“How many bugs have your unit tests found? And why they didn’t find the one that’s currently killing our production? See? This proves that unit testing doesn’t work. It’s just a waste of money. My money.” said the boss. Of course not my boss.
That’s actually a pretty valid point. How to prove that unit tests that I have written have avoided a lot of problems? Unexistence is hard to see. Management has to be a little bit religious here. Defects found by testers are measurable, because they are officially reported. Everyone can see the issues chart, you hear about them during meetings.
But who has ever reported how many bugs he has avoided thanks to unit tests?
I am not a very religious type. Quite the opposite. That’s why I’m not feeling comfortable when advocating unit tests. I just can’t find any measures, numbers, graphs to show that would clearly visualize the benefits. The more I think of it, the more it gives me the impression that we should start a movement against unit tests.

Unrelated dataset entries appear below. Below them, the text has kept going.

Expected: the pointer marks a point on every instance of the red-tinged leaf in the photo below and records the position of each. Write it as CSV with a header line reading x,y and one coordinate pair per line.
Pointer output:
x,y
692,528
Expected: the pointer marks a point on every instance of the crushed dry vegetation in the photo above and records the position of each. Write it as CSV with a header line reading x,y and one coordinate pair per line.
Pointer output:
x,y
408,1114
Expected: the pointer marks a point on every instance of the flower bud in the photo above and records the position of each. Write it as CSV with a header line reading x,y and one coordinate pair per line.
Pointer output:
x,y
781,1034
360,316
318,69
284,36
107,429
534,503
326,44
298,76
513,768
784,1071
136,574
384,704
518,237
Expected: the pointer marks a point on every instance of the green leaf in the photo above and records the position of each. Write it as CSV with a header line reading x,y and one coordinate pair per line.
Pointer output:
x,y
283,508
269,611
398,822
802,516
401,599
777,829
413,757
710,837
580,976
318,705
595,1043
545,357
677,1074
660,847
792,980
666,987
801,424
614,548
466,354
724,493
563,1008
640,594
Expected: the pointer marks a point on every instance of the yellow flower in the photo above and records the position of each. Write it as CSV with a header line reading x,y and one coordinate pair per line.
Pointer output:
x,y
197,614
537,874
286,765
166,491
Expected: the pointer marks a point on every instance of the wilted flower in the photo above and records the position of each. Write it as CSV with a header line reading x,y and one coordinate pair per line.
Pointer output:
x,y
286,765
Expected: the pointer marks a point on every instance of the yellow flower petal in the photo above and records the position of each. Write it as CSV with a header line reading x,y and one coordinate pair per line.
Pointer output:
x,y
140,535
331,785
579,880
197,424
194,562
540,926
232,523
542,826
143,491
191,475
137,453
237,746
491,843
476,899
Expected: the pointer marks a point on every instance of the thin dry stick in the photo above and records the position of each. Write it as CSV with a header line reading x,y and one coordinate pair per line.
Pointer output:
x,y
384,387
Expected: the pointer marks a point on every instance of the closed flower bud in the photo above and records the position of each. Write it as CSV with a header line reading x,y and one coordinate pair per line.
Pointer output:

Let all bugs rise and ruin down the production. We will count them and put them into glass jars with a little help of unit tests. Add salt, oil, sergeant pepper and serve it to the management with colorful defect burndown chart. Their oak tables full of canned bugs are the best evidence they can imagine. When you tell them that it will never happen again if we first write unit tests and then go to production, they will make you the employee of the week. Maybe even of the month.
Don’t worry. They will forget and it will come back again. Decreasing budgets, missed deadlines and always-more-important tasks will keep unit tests in the waiting line. Then you know what to do. Corkboard misses your photo. Let them out again! Get high with a little help from our friends.